Database Table and Field Naming Suggestions
December 7, 2009
I chose this topic because it sounded fun but I know it's the kind of thing that could start a holy war among developers and DBAs. After all, who am I to tell anyone how they should name tables and fields? Actually, I'm not the worst choice for advice on naming schemas. It's something I've thought a lot about over the last 14 years.
Some of my naming standards were handed to me on a silver platter by kindly developers with more experience than I had and some were earned the hard way. I can say from personal experience that it's better to receive these lessons free than earn them. Consider some examples. We'll start with field naming.
Field Naming: The Dos and Don'ts
Microsoft Access is a great product that allows you to do practically anything when it comes to naming. It's my opinion that Access was originally written with Excel power users in mind. I think that somewhere in the mid 90's it was hijacked by programmers and taken to levels that Microsoft never intended. It's precisely this feature, field naming, that makes me feel this way. Hard-core developers would never dream of naming things the way Access allows for.

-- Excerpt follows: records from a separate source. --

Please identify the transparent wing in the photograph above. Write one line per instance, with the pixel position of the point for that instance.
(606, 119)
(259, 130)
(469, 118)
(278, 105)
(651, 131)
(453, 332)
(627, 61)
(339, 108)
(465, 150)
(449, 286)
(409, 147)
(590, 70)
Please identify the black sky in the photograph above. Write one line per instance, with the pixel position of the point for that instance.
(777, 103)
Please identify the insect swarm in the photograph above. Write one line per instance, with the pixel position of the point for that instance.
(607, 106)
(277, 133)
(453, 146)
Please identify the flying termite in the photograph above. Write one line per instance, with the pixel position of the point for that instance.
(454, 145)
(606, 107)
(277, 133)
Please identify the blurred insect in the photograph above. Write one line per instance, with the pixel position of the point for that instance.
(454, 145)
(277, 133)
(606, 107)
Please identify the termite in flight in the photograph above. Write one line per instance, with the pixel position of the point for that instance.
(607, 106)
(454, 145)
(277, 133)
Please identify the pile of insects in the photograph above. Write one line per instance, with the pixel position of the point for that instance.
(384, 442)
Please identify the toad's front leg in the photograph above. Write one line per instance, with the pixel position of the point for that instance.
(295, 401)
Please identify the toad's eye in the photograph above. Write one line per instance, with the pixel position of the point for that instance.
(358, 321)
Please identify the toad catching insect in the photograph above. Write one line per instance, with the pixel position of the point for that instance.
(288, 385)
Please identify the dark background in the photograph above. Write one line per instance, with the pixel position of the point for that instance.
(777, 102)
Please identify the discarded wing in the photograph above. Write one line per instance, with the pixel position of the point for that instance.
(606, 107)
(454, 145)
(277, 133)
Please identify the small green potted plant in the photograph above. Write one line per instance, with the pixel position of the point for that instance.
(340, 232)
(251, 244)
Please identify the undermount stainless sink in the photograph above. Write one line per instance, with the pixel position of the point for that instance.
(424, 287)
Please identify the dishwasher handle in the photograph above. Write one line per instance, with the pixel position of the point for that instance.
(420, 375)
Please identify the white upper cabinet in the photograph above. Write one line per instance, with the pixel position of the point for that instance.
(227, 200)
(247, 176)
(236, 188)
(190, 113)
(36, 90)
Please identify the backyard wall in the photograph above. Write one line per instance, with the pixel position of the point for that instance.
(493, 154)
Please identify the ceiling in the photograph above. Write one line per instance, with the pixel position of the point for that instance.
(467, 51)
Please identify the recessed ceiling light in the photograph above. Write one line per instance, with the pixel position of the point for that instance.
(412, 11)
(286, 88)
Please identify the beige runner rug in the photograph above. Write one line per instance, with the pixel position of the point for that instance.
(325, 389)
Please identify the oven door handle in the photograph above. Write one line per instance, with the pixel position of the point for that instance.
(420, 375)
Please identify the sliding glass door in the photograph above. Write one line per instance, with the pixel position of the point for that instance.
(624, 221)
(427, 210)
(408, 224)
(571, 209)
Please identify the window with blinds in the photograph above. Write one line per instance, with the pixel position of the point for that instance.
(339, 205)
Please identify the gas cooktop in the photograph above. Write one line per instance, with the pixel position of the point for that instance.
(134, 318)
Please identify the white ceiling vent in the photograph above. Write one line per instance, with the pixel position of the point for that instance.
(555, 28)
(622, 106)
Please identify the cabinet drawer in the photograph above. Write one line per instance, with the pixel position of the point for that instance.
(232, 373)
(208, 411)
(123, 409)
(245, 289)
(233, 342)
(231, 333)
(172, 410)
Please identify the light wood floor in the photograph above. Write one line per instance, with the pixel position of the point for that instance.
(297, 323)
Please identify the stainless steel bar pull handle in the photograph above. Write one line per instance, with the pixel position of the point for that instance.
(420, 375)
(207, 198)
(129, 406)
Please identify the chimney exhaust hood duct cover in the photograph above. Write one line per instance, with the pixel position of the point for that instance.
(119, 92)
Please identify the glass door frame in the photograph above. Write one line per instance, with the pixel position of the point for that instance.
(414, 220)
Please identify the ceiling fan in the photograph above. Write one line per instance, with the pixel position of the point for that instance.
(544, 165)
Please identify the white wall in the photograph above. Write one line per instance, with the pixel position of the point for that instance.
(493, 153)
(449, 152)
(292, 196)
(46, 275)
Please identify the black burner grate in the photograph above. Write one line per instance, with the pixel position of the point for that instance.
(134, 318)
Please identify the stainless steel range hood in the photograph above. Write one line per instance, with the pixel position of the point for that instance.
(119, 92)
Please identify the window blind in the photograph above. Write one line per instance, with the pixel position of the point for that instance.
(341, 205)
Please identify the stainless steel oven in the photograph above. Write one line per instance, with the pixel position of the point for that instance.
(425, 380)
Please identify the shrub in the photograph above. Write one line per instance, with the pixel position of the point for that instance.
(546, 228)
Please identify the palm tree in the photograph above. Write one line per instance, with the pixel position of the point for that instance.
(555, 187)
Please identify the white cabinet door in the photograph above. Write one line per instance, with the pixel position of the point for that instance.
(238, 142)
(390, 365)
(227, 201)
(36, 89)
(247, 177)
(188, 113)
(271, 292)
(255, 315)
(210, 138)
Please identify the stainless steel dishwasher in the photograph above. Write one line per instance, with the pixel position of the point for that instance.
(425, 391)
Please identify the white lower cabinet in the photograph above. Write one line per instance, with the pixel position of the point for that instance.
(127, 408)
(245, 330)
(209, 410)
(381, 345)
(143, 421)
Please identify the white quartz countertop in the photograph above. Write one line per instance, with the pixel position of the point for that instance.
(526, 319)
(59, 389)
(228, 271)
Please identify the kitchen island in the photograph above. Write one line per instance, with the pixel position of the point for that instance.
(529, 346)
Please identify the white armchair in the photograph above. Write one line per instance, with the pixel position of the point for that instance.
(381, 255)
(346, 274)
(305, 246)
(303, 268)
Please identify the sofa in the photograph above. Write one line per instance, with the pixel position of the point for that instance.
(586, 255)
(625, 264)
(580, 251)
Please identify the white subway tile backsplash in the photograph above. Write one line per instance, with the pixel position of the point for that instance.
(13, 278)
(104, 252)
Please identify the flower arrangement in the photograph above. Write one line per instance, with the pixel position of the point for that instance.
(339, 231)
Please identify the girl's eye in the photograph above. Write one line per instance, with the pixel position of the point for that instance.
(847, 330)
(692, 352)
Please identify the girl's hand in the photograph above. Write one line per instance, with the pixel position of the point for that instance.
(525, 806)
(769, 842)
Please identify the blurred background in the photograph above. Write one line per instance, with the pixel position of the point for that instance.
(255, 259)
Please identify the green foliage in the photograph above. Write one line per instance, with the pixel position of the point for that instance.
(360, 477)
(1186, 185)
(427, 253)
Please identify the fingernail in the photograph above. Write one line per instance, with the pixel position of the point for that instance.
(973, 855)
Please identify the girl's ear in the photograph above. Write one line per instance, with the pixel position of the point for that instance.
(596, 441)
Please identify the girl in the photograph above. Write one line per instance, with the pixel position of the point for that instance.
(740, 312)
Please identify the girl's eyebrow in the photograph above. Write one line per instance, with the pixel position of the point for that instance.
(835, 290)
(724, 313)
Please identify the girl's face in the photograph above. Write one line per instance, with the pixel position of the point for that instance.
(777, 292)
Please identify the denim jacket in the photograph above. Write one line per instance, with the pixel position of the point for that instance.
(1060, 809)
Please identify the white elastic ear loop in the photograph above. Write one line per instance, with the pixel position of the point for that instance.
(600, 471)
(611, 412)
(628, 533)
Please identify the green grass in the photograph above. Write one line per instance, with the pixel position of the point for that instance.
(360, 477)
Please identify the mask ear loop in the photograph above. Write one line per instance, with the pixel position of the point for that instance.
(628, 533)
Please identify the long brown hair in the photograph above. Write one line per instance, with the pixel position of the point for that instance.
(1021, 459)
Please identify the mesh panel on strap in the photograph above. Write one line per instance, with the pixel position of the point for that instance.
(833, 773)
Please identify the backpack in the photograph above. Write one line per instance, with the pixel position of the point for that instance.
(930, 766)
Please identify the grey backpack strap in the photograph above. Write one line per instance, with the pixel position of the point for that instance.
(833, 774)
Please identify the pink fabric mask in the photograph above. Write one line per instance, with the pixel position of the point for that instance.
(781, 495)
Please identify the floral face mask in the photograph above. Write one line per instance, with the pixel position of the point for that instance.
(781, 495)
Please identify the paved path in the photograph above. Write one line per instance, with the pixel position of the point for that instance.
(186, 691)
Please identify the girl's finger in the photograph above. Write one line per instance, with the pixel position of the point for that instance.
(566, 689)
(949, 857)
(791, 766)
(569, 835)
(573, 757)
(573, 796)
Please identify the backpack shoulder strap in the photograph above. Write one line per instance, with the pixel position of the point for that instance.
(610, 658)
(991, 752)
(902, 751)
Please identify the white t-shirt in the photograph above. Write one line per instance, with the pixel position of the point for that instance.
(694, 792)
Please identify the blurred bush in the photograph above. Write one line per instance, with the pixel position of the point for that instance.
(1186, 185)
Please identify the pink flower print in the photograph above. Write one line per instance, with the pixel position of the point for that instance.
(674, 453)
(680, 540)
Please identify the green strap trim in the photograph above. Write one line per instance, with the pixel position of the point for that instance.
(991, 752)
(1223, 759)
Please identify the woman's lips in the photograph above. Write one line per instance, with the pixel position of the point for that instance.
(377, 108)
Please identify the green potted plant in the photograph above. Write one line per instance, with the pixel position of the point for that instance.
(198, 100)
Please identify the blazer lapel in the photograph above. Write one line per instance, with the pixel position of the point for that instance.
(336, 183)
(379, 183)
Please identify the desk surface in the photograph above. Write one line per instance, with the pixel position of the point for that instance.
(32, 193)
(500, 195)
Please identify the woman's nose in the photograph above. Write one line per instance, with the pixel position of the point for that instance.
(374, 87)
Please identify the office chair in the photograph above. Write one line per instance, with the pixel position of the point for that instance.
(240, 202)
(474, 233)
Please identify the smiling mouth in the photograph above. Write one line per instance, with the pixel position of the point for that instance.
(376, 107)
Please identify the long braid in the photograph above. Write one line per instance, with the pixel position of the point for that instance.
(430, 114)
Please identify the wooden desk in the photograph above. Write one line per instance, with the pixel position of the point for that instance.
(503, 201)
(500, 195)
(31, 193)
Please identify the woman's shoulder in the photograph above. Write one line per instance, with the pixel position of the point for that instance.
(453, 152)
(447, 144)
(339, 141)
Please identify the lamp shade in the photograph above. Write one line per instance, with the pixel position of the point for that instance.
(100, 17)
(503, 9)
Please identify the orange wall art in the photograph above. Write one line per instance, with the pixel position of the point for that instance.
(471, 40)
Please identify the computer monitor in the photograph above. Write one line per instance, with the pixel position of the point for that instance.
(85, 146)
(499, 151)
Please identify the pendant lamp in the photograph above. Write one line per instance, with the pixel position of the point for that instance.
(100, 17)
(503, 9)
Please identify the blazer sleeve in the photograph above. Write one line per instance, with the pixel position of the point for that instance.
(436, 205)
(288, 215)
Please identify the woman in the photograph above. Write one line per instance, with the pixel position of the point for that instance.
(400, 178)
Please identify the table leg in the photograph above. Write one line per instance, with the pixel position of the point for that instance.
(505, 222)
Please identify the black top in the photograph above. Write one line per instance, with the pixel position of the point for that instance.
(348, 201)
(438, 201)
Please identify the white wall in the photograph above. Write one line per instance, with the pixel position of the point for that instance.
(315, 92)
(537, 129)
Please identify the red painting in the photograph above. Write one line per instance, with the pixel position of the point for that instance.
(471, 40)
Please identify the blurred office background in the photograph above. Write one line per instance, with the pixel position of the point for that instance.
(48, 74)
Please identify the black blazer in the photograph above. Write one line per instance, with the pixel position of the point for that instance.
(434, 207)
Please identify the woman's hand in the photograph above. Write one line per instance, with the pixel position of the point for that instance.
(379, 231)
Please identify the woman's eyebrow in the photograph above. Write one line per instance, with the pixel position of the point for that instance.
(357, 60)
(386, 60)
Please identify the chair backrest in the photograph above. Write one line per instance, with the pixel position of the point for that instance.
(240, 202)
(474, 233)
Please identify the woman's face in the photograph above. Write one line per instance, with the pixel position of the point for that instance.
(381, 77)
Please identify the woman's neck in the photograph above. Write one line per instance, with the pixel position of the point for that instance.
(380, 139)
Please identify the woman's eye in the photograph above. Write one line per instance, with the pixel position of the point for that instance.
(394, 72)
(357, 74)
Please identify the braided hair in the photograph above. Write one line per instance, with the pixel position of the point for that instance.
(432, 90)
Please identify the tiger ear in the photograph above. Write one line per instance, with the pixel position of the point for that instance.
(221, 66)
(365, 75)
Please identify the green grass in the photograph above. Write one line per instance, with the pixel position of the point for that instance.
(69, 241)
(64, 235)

Below is a screen shot of a table I created in Access, which I appropriately named BAD_table. It encapsulates a number of bad practices that I see all the time when I assist clients with Access database applications that were built in-house by people who could probably be described as Excel Power Users.
They know enough to be dangerous, but they don't know why. If you're an Excel Power User, you might be feeling the hairs on the back of your neck stand on end as you read this, but stick with it for another couple paragraphs and you'll understand what I mean. The problems that come from bad naming conventions don't manifest themselves until one begins writing code but by then it's too late to change them.
So, what's wrong with these field names?
There's technically nothing wrong with naming a field [ID] but once you start creating queries, you'll find that this is too ambiguous and you'll wish you'd named them differently. Consider this SQL statement.
SELECT * FROM tblContact c INNER JOIN tblEmployee e ON e.ID = c.EmployeeID INNER JOIN tblStatus s ON s.ID = c.StatusID
All three of these tables have a primary key field named [ID] but when these ID fields show up as foreign keys in other tables, their names must be changed. Thus you get links that read ID=EmployeeID and ID=StatusID instead of EmployeeID=EmployeeID and StatusID=StatusID. Some will write to tell me that this doesn't end up being as confusing as I'm making it out to be but I've been there, done that, and it's my suggestion that you avoid this approach.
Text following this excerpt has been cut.